Там, в Ереване, городе-мечте из розового туфа, старик пожертвовал все свои средства на танк, на броне которого было написано «Арарат», а его сын поступил на работу в ереванскую городскую больницу. Танк «Арарат» с тяжелыми боями дошел до Александерплац в Берлине, а сын Робер за легкомысленные рассуждения о свободе и демократии оказался на Колыме, в лагере напротив Медвежьих островов.

Вот, пожалуй, и все — простые случаи не нуждаются в сложных объяснениях.

12

Марк Лебедев, наш покойный Семеныч, учил меня не искать смысла в бессмыслице и логики в стихийном движении частиц, поэтому я не стану обременять тебя, читатель, жалкими попытками объяснить, то, чего никогда не мог понять я сам: почему при наличии стольких лагерей, разбросанных по всей нашей великой стране, тысяча немцев-военнопленных и немалая группа нас, других, была переброшена с Колымы на юг.

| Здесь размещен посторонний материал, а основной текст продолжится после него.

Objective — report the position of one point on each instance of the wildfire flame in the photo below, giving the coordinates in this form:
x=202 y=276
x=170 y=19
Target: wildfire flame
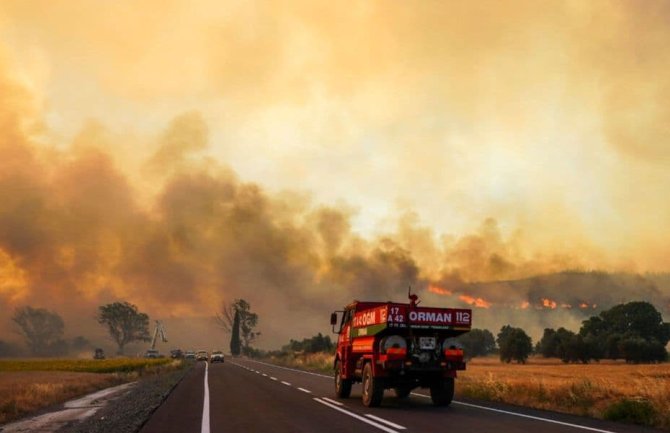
x=439 y=290
x=477 y=302
x=548 y=303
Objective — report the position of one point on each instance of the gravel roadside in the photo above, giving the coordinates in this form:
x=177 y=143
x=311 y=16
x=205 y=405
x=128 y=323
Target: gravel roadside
x=128 y=412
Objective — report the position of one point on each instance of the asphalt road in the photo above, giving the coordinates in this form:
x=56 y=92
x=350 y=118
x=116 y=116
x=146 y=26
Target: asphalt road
x=248 y=396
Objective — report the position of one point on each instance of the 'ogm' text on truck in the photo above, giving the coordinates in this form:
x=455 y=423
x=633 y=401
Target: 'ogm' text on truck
x=388 y=345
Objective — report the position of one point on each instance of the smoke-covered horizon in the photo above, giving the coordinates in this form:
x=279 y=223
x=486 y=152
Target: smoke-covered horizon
x=300 y=156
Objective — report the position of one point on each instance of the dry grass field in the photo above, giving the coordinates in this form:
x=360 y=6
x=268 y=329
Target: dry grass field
x=613 y=390
x=23 y=392
x=29 y=385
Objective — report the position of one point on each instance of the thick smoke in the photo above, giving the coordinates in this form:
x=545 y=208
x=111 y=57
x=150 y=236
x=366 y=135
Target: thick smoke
x=536 y=146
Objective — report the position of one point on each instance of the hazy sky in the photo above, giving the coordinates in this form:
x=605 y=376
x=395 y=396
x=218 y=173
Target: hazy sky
x=541 y=128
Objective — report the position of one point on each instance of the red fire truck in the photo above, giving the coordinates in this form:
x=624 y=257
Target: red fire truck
x=388 y=345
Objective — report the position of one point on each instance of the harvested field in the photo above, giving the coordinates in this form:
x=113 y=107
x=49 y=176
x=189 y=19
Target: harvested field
x=23 y=392
x=29 y=385
x=611 y=390
x=115 y=365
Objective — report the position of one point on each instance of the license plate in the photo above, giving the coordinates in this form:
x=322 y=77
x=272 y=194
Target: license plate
x=427 y=343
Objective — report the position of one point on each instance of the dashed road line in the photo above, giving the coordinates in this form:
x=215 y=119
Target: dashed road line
x=290 y=369
x=388 y=423
x=332 y=401
x=506 y=412
x=358 y=417
x=204 y=427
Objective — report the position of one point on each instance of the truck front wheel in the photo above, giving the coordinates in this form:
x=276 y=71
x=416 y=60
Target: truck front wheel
x=342 y=386
x=442 y=391
x=373 y=388
x=402 y=391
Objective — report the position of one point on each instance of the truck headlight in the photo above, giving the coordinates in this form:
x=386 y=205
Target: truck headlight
x=393 y=345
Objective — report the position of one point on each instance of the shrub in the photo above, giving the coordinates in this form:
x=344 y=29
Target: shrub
x=636 y=411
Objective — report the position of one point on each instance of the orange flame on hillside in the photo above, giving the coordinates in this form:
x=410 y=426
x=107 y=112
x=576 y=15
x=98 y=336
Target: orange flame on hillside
x=477 y=302
x=439 y=290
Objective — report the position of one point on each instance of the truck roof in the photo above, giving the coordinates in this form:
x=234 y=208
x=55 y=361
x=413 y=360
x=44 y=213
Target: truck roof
x=373 y=317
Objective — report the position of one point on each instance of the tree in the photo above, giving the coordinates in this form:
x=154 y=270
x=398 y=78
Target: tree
x=42 y=329
x=235 y=337
x=125 y=323
x=634 y=331
x=318 y=343
x=248 y=321
x=514 y=344
x=548 y=345
x=477 y=342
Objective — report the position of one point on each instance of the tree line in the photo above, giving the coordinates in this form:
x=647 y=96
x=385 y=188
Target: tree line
x=634 y=332
x=43 y=330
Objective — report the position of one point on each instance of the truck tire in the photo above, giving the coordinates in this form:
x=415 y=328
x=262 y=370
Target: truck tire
x=402 y=391
x=373 y=388
x=342 y=386
x=442 y=391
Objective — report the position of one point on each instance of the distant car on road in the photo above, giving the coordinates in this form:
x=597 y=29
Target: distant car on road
x=217 y=356
x=99 y=354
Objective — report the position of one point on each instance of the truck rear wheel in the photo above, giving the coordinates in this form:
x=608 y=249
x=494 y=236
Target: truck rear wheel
x=342 y=386
x=402 y=391
x=373 y=388
x=442 y=391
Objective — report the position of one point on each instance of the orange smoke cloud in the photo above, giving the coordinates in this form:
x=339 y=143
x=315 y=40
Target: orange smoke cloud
x=477 y=302
x=548 y=303
x=440 y=291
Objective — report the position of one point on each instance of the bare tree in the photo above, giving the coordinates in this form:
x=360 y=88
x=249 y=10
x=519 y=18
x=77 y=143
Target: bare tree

Понятие «юг» вряд ли тебе что-то подскажет, пока я не опишу наш головокружительный маршрут, занявший у нас почти целый месяц. Путешествие началось с проржавевшего грузового судна «Северная звезда», до отказа набитого лагерниками и вохровцами. Эта звезда доставила нас на мыс Диксон, затем по Енисею на буксире, тянувшем против течения три под завязку переполненных баржи, нас привезли в Красноярск, где погрузили на поезд, который доставил нас через Барнаул в Акмолинск Казахской ССР. И если ты еще чего-то не понял, читатель, давай, спрашивай!

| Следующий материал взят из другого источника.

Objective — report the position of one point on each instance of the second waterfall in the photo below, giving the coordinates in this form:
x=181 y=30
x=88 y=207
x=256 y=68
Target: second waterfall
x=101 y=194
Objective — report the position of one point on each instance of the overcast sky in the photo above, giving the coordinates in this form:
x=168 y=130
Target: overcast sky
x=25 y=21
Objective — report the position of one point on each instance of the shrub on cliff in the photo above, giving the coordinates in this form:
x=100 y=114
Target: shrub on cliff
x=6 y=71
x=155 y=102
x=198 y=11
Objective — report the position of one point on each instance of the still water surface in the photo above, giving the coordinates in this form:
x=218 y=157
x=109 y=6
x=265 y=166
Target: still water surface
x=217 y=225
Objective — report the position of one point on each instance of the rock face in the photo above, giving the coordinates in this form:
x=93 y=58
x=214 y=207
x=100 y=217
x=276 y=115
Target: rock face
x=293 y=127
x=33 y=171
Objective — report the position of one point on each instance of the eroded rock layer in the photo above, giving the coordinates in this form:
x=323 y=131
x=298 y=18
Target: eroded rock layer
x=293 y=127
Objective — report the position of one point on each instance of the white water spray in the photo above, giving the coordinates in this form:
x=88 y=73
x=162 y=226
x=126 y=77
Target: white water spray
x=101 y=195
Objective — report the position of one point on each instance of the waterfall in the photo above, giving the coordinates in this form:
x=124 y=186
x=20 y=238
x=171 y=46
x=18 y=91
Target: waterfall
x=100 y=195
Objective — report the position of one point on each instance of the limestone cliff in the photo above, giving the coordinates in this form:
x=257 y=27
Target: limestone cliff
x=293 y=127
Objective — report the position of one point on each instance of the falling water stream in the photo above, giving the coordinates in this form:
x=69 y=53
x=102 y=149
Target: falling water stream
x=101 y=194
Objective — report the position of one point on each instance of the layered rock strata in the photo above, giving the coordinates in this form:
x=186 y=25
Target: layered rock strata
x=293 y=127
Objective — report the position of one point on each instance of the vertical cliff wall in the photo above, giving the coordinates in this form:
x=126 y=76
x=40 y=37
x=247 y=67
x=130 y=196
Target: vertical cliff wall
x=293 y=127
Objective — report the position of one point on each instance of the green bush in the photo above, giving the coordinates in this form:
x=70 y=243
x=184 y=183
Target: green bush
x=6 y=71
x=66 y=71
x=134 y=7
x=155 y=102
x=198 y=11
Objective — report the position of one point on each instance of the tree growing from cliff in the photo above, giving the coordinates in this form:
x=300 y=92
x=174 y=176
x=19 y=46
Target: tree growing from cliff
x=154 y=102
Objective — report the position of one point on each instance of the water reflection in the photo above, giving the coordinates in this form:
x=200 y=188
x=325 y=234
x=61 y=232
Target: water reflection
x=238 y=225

Немцы не теряли бодрости духа, распевая песни, — среди них прошел слух, что их возвращают на родину. А вот нам было не до песен — мы узнали, что под Карагандой расположены бокситовые рудники. К твоему сведению, бокситы — это алюминий, который, в свою очередь, означает не только самолетную, но и другую, еще более звездную промышленность. И чтоб тебе стало окончательно ясно, куда мы попали, я тебе намекну — гораздо позже мир узнает о Семипалатинске и Байконуре — первый еще в мое время стал ядерным полигоном, а второй положил начало космической эре.

И здесь, на очередной лагерной пересылке, в людском столпотворении, среди криков и хаоса, мы буквально столкнулись (ты уже догадался?) с моим добрым ребе, с милым моим Шмуэлем бен Давидом! И снова плакали, и снова целовались, не в силах поверить, что мы, две затерянные в пространстве пылинки, во второй раз встретились, что наши лагерные пути во второй раз пересеклись — однажды в Оберпфальце, в далекой Германии, а сейчас в произвольно взятой точке бесконечной Азии, у черта на куличках в Казахстане!

Мы сидели на выжженной степной земле и не могли насмотреться друг на друга.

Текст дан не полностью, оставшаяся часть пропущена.